The three petals of pyOpenSci

The three petals of pyOpenSci, a purple flower with a center and three petals. The center reads 'Diverse, Inclusive Community' while the petals, from left to right, read 'Software Peer Review', 'Community Partnerships', 'Community Driven Training & Open Education'.
The three petals of pyOpenSci

pyOpenSci was founded with the mission to build diverse community that supports free and open Python tools for processing scientific data. We also build the technical skills needed to contribute to open source and that support open science. While a diverse, inclusive community is at our core, radiating out from it are the three petals–how we accomplish our community goals–of pyOpenSci. Those are: open peer review, community partnerships, and training and open educational resources.

Peer review

The pyOpenSci open peer review process facilitates scientists getting credit and recognition for the work they’ve invested in developing scientific Python tools. The peer review process also supports scientists in finding vetted and maintained software, which drives their open science workflows.

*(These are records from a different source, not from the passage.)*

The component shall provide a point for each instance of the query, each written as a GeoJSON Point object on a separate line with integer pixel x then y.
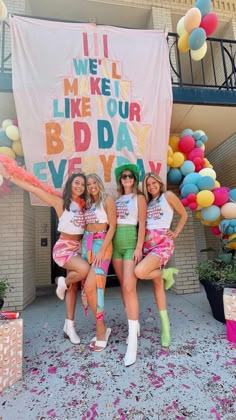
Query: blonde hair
{"type": "Point", "coordinates": [144, 185]}
{"type": "Point", "coordinates": [120, 187]}
{"type": "Point", "coordinates": [102, 195]}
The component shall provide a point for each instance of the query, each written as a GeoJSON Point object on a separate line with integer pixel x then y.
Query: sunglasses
{"type": "Point", "coordinates": [125, 176]}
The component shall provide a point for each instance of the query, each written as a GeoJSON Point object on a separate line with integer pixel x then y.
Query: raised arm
{"type": "Point", "coordinates": [176, 204]}
{"type": "Point", "coordinates": [142, 213]}
{"type": "Point", "coordinates": [48, 197]}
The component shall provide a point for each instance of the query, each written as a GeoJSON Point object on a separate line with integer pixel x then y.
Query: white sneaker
{"type": "Point", "coordinates": [61, 288]}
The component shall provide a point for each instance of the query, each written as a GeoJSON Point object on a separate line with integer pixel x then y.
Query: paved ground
{"type": "Point", "coordinates": [196, 379]}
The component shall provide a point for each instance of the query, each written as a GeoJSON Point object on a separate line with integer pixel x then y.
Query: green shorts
{"type": "Point", "coordinates": [124, 242]}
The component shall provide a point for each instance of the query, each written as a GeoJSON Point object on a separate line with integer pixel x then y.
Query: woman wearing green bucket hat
{"type": "Point", "coordinates": [127, 247]}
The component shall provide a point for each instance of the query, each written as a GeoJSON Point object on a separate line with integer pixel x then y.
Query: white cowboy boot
{"type": "Point", "coordinates": [131, 353]}
{"type": "Point", "coordinates": [70, 333]}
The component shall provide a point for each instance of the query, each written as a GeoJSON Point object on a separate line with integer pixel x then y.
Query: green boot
{"type": "Point", "coordinates": [168, 277]}
{"type": "Point", "coordinates": [165, 329]}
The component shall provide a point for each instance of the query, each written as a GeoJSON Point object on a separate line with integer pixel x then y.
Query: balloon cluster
{"type": "Point", "coordinates": [3, 11]}
{"type": "Point", "coordinates": [11, 146]}
{"type": "Point", "coordinates": [193, 29]}
{"type": "Point", "coordinates": [199, 189]}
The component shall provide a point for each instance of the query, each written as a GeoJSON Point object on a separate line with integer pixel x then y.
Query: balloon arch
{"type": "Point", "coordinates": [187, 167]}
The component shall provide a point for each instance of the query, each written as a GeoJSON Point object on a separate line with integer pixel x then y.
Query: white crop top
{"type": "Point", "coordinates": [127, 209]}
{"type": "Point", "coordinates": [72, 221]}
{"type": "Point", "coordinates": [96, 214]}
{"type": "Point", "coordinates": [159, 213]}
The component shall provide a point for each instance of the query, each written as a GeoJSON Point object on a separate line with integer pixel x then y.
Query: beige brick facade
{"type": "Point", "coordinates": [22, 226]}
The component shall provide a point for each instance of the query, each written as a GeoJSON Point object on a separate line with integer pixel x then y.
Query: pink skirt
{"type": "Point", "coordinates": [64, 249]}
{"type": "Point", "coordinates": [156, 242]}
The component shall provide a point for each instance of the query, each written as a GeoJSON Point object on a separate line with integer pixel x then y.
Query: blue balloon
{"type": "Point", "coordinates": [232, 195]}
{"type": "Point", "coordinates": [192, 178]}
{"type": "Point", "coordinates": [4, 140]}
{"type": "Point", "coordinates": [211, 213]}
{"type": "Point", "coordinates": [187, 167]}
{"type": "Point", "coordinates": [204, 138]}
{"type": "Point", "coordinates": [186, 132]}
{"type": "Point", "coordinates": [189, 189]}
{"type": "Point", "coordinates": [174, 176]}
{"type": "Point", "coordinates": [204, 6]}
{"type": "Point", "coordinates": [206, 183]}
{"type": "Point", "coordinates": [197, 39]}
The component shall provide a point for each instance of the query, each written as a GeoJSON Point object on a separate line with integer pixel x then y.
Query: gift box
{"type": "Point", "coordinates": [229, 299]}
{"type": "Point", "coordinates": [11, 340]}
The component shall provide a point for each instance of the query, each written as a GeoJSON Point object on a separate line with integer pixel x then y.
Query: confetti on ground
{"type": "Point", "coordinates": [195, 379]}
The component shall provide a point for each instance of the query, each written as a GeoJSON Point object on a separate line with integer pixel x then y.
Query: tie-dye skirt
{"type": "Point", "coordinates": [64, 249]}
{"type": "Point", "coordinates": [156, 242]}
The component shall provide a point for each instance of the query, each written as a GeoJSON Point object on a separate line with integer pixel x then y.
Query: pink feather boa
{"type": "Point", "coordinates": [20, 173]}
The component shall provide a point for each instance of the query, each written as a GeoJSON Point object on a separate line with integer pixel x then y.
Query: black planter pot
{"type": "Point", "coordinates": [215, 299]}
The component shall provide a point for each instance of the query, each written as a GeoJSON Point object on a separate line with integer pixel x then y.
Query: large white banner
{"type": "Point", "coordinates": [90, 98]}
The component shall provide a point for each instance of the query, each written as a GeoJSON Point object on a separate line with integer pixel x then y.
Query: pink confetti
{"type": "Point", "coordinates": [52, 370]}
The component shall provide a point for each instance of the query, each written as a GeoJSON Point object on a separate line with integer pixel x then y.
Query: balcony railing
{"type": "Point", "coordinates": [216, 71]}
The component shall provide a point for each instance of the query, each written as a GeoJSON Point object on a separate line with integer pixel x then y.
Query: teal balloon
{"type": "Point", "coordinates": [192, 178]}
{"type": "Point", "coordinates": [20, 161]}
{"type": "Point", "coordinates": [174, 176]}
{"type": "Point", "coordinates": [206, 183]}
{"type": "Point", "coordinates": [4, 140]}
{"type": "Point", "coordinates": [232, 195]}
{"type": "Point", "coordinates": [186, 132]}
{"type": "Point", "coordinates": [204, 6]}
{"type": "Point", "coordinates": [189, 189]}
{"type": "Point", "coordinates": [199, 143]}
{"type": "Point", "coordinates": [197, 39]}
{"type": "Point", "coordinates": [187, 167]}
{"type": "Point", "coordinates": [211, 213]}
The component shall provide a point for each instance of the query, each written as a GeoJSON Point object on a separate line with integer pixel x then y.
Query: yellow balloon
{"type": "Point", "coordinates": [233, 245]}
{"type": "Point", "coordinates": [178, 159]}
{"type": "Point", "coordinates": [174, 143]}
{"type": "Point", "coordinates": [205, 198]}
{"type": "Point", "coordinates": [17, 147]}
{"type": "Point", "coordinates": [183, 43]}
{"type": "Point", "coordinates": [8, 152]}
{"type": "Point", "coordinates": [198, 214]}
{"type": "Point", "coordinates": [198, 55]}
{"type": "Point", "coordinates": [208, 172]}
{"type": "Point", "coordinates": [170, 151]}
{"type": "Point", "coordinates": [180, 26]}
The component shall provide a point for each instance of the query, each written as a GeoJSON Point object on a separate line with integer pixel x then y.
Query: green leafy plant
{"type": "Point", "coordinates": [4, 286]}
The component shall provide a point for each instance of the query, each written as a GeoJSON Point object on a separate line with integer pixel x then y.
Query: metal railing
{"type": "Point", "coordinates": [217, 70]}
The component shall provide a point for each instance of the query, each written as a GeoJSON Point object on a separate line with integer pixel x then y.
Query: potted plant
{"type": "Point", "coordinates": [216, 274]}
{"type": "Point", "coordinates": [4, 289]}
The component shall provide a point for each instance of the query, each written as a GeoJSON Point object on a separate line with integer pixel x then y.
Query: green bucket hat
{"type": "Point", "coordinates": [127, 167]}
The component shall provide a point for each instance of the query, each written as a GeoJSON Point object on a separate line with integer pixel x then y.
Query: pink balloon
{"type": "Point", "coordinates": [193, 206]}
{"type": "Point", "coordinates": [215, 230]}
{"type": "Point", "coordinates": [221, 196]}
{"type": "Point", "coordinates": [191, 198]}
{"type": "Point", "coordinates": [196, 152]}
{"type": "Point", "coordinates": [186, 144]}
{"type": "Point", "coordinates": [209, 23]}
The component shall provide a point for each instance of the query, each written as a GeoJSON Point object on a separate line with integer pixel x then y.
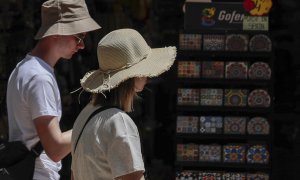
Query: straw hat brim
{"type": "Point", "coordinates": [67, 28]}
{"type": "Point", "coordinates": [157, 62]}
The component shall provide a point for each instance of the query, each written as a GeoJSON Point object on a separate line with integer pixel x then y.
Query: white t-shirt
{"type": "Point", "coordinates": [32, 92]}
{"type": "Point", "coordinates": [108, 147]}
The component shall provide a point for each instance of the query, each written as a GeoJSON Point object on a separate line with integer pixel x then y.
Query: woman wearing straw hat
{"type": "Point", "coordinates": [105, 140]}
{"type": "Point", "coordinates": [33, 97]}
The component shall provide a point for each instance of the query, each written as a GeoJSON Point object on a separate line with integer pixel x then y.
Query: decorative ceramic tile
{"type": "Point", "coordinates": [258, 126]}
{"type": "Point", "coordinates": [258, 154]}
{"type": "Point", "coordinates": [213, 42]}
{"type": "Point", "coordinates": [259, 98]}
{"type": "Point", "coordinates": [189, 69]}
{"type": "Point", "coordinates": [187, 152]}
{"type": "Point", "coordinates": [260, 42]}
{"type": "Point", "coordinates": [188, 96]}
{"type": "Point", "coordinates": [186, 175]}
{"type": "Point", "coordinates": [235, 97]}
{"type": "Point", "coordinates": [190, 41]}
{"type": "Point", "coordinates": [237, 42]}
{"type": "Point", "coordinates": [234, 154]}
{"type": "Point", "coordinates": [187, 124]}
{"type": "Point", "coordinates": [236, 70]}
{"type": "Point", "coordinates": [259, 70]}
{"type": "Point", "coordinates": [233, 176]}
{"type": "Point", "coordinates": [235, 125]}
{"type": "Point", "coordinates": [211, 124]}
{"type": "Point", "coordinates": [211, 97]}
{"type": "Point", "coordinates": [212, 69]}
{"type": "Point", "coordinates": [206, 175]}
{"type": "Point", "coordinates": [210, 153]}
{"type": "Point", "coordinates": [257, 176]}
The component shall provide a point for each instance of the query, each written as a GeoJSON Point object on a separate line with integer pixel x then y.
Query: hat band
{"type": "Point", "coordinates": [106, 74]}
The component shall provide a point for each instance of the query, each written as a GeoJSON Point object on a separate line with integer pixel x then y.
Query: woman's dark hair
{"type": "Point", "coordinates": [121, 96]}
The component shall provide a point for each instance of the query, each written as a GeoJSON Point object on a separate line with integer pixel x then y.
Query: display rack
{"type": "Point", "coordinates": [213, 153]}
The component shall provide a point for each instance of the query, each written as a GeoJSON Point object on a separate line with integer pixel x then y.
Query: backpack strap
{"type": "Point", "coordinates": [90, 117]}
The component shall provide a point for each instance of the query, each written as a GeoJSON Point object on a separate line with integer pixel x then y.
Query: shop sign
{"type": "Point", "coordinates": [216, 15]}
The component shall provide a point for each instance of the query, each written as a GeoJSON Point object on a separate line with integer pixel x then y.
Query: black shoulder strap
{"type": "Point", "coordinates": [90, 117]}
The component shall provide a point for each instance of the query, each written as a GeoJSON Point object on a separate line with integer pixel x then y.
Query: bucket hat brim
{"type": "Point", "coordinates": [157, 62]}
{"type": "Point", "coordinates": [68, 28]}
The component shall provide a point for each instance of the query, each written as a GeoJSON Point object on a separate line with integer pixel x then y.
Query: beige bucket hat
{"type": "Point", "coordinates": [65, 17]}
{"type": "Point", "coordinates": [123, 54]}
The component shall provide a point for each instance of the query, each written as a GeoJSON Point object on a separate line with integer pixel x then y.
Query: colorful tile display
{"type": "Point", "coordinates": [259, 70]}
{"type": "Point", "coordinates": [235, 125]}
{"type": "Point", "coordinates": [235, 97]}
{"type": "Point", "coordinates": [186, 175]}
{"type": "Point", "coordinates": [188, 96]}
{"type": "Point", "coordinates": [211, 97]}
{"type": "Point", "coordinates": [258, 126]}
{"type": "Point", "coordinates": [187, 152]}
{"type": "Point", "coordinates": [211, 124]}
{"type": "Point", "coordinates": [260, 42]}
{"type": "Point", "coordinates": [213, 42]}
{"type": "Point", "coordinates": [233, 153]}
{"type": "Point", "coordinates": [233, 176]}
{"type": "Point", "coordinates": [236, 70]}
{"type": "Point", "coordinates": [187, 124]}
{"type": "Point", "coordinates": [213, 69]}
{"type": "Point", "coordinates": [258, 154]}
{"type": "Point", "coordinates": [237, 42]}
{"type": "Point", "coordinates": [206, 175]}
{"type": "Point", "coordinates": [189, 69]}
{"type": "Point", "coordinates": [259, 98]}
{"type": "Point", "coordinates": [190, 41]}
{"type": "Point", "coordinates": [257, 176]}
{"type": "Point", "coordinates": [210, 153]}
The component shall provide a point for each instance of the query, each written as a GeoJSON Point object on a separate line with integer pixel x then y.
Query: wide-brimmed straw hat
{"type": "Point", "coordinates": [124, 54]}
{"type": "Point", "coordinates": [65, 17]}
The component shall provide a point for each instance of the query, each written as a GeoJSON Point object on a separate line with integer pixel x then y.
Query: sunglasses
{"type": "Point", "coordinates": [79, 37]}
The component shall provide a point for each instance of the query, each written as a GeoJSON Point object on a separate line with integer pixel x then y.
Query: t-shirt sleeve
{"type": "Point", "coordinates": [42, 96]}
{"type": "Point", "coordinates": [124, 149]}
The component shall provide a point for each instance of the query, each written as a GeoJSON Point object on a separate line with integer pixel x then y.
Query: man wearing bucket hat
{"type": "Point", "coordinates": [33, 97]}
{"type": "Point", "coordinates": [105, 140]}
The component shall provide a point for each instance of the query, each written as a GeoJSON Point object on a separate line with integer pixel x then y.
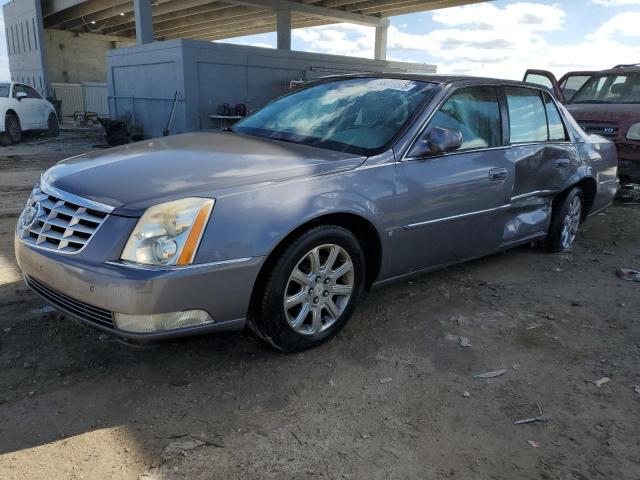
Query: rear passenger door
{"type": "Point", "coordinates": [544, 159]}
{"type": "Point", "coordinates": [452, 206]}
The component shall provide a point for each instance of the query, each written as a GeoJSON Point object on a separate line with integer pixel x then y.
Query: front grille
{"type": "Point", "coordinates": [71, 305]}
{"type": "Point", "coordinates": [604, 129]}
{"type": "Point", "coordinates": [54, 222]}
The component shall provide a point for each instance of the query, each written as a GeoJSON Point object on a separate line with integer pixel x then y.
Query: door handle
{"type": "Point", "coordinates": [498, 174]}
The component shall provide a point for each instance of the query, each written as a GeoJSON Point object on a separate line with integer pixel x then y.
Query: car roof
{"type": "Point", "coordinates": [436, 78]}
{"type": "Point", "coordinates": [620, 70]}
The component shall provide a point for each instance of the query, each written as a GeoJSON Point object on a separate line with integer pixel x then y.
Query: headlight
{"type": "Point", "coordinates": [634, 132]}
{"type": "Point", "coordinates": [169, 233]}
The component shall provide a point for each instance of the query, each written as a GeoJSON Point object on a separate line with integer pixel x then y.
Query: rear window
{"type": "Point", "coordinates": [610, 88]}
{"type": "Point", "coordinates": [527, 116]}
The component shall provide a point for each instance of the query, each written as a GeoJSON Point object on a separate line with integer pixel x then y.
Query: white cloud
{"type": "Point", "coordinates": [485, 39]}
{"type": "Point", "coordinates": [616, 3]}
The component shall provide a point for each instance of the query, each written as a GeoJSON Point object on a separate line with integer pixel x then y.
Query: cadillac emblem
{"type": "Point", "coordinates": [30, 215]}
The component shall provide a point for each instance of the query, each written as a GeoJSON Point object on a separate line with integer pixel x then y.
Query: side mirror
{"type": "Point", "coordinates": [437, 140]}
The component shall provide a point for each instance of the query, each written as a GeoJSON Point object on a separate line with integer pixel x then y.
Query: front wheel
{"type": "Point", "coordinates": [12, 131]}
{"type": "Point", "coordinates": [311, 290]}
{"type": "Point", "coordinates": [565, 221]}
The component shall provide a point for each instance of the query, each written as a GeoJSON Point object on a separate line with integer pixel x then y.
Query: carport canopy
{"type": "Point", "coordinates": [149, 20]}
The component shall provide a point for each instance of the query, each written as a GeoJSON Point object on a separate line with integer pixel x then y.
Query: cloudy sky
{"type": "Point", "coordinates": [500, 38]}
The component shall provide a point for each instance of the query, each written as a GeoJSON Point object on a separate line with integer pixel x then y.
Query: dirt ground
{"type": "Point", "coordinates": [385, 399]}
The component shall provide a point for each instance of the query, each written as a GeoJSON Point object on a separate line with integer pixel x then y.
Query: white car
{"type": "Point", "coordinates": [22, 108]}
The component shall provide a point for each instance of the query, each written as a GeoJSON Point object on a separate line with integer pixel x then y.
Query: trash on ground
{"type": "Point", "coordinates": [43, 309]}
{"type": "Point", "coordinates": [185, 443]}
{"type": "Point", "coordinates": [539, 418]}
{"type": "Point", "coordinates": [628, 274]}
{"type": "Point", "coordinates": [601, 381]}
{"type": "Point", "coordinates": [484, 376]}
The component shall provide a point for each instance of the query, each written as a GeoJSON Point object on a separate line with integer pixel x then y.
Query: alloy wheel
{"type": "Point", "coordinates": [571, 222]}
{"type": "Point", "coordinates": [319, 289]}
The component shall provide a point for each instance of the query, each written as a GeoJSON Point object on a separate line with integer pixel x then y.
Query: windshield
{"type": "Point", "coordinates": [359, 115]}
{"type": "Point", "coordinates": [611, 88]}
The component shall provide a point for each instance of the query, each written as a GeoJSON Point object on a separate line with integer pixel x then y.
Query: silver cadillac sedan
{"type": "Point", "coordinates": [281, 223]}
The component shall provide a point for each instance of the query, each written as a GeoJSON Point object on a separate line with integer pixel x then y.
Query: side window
{"type": "Point", "coordinates": [527, 117]}
{"type": "Point", "coordinates": [17, 88]}
{"type": "Point", "coordinates": [541, 80]}
{"type": "Point", "coordinates": [31, 93]}
{"type": "Point", "coordinates": [475, 112]}
{"type": "Point", "coordinates": [557, 132]}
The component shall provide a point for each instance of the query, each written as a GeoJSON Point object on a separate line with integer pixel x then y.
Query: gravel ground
{"type": "Point", "coordinates": [392, 396]}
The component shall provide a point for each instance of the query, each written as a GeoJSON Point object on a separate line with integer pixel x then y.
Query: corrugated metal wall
{"type": "Point", "coordinates": [82, 97]}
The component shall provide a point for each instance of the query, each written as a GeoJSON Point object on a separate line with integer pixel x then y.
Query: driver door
{"type": "Point", "coordinates": [453, 206]}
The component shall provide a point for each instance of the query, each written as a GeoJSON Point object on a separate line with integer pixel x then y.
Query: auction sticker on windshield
{"type": "Point", "coordinates": [391, 84]}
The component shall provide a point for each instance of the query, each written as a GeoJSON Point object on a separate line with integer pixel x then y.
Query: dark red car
{"type": "Point", "coordinates": [605, 103]}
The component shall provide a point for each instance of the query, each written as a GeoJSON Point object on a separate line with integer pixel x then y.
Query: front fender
{"type": "Point", "coordinates": [253, 223]}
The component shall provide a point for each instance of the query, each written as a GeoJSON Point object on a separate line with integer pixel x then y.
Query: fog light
{"type": "Point", "coordinates": [161, 321]}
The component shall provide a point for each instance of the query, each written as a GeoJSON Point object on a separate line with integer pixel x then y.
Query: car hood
{"type": "Point", "coordinates": [133, 177]}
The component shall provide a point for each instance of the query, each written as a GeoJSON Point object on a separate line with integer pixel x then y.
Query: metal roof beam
{"type": "Point", "coordinates": [174, 9]}
{"type": "Point", "coordinates": [82, 9]}
{"type": "Point", "coordinates": [318, 12]}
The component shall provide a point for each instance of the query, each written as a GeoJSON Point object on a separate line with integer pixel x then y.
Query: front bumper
{"type": "Point", "coordinates": [91, 292]}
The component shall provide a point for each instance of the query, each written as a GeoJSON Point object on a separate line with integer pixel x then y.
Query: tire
{"type": "Point", "coordinates": [565, 221]}
{"type": "Point", "coordinates": [53, 127]}
{"type": "Point", "coordinates": [322, 298]}
{"type": "Point", "coordinates": [12, 131]}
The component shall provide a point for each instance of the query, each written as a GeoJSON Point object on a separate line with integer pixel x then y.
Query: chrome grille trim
{"type": "Point", "coordinates": [64, 223]}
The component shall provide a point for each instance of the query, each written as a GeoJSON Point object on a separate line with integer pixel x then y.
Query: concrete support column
{"type": "Point", "coordinates": [144, 21]}
{"type": "Point", "coordinates": [284, 29]}
{"type": "Point", "coordinates": [380, 50]}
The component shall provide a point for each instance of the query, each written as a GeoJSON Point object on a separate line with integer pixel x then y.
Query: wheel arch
{"type": "Point", "coordinates": [589, 187]}
{"type": "Point", "coordinates": [362, 228]}
{"type": "Point", "coordinates": [13, 112]}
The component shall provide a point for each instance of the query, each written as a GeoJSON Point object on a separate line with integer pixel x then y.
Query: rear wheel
{"type": "Point", "coordinates": [53, 127]}
{"type": "Point", "coordinates": [311, 290]}
{"type": "Point", "coordinates": [12, 131]}
{"type": "Point", "coordinates": [566, 220]}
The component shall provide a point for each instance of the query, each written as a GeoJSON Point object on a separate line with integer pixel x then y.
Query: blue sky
{"type": "Point", "coordinates": [500, 38]}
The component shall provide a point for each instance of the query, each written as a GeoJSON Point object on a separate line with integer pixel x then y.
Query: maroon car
{"type": "Point", "coordinates": [605, 103]}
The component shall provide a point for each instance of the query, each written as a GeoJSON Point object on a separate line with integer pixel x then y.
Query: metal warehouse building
{"type": "Point", "coordinates": [134, 57]}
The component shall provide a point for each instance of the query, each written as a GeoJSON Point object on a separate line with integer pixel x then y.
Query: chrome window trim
{"type": "Point", "coordinates": [454, 217]}
{"type": "Point", "coordinates": [160, 268]}
{"type": "Point", "coordinates": [83, 202]}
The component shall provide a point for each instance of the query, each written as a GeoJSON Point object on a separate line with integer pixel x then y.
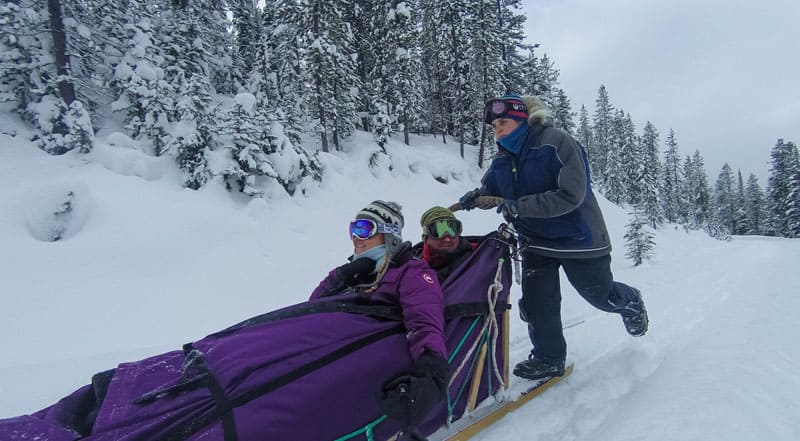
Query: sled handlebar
{"type": "Point", "coordinates": [482, 202]}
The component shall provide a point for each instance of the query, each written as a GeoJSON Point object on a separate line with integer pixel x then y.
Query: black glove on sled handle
{"type": "Point", "coordinates": [409, 396]}
{"type": "Point", "coordinates": [350, 273]}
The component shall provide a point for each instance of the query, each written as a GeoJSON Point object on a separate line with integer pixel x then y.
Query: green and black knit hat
{"type": "Point", "coordinates": [432, 215]}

Software peer review, similar to the review of scientific papers, is a process where scientists vet software code, documentation and infrastructure. pyOpenSci leads an open peer review process run by a community of dedicated volunteers. Reviews are supportive and fully transparent with the shared goal of improving the quality, usability and maintainability of the software that is driving open science.

Learn more about the peer review timeline and roles.

Community partnerships

pyOpenSci adds an extra layer of community-specific review to our established open peer review process. This allows domain-specific scientific Python communities to vet affiliated tools through our robust peer review process. Communities then don’t have to develop and maintain their own review processes and software guidelines.

Our catalog of vetted open source tools makes it easier for scientists to find the trusted tools that they need to develop their open science workflows.

View our growing list of accepted scientific Python packages.


pyOpenSci creates resources to help you navigate the Python packaging ecosystem with ease. Our materials are community-developed and go through extensive technical and pedagogical review. Keep reading to learn more about our approach to education!

pyOpenSci believes in open education resources (OER)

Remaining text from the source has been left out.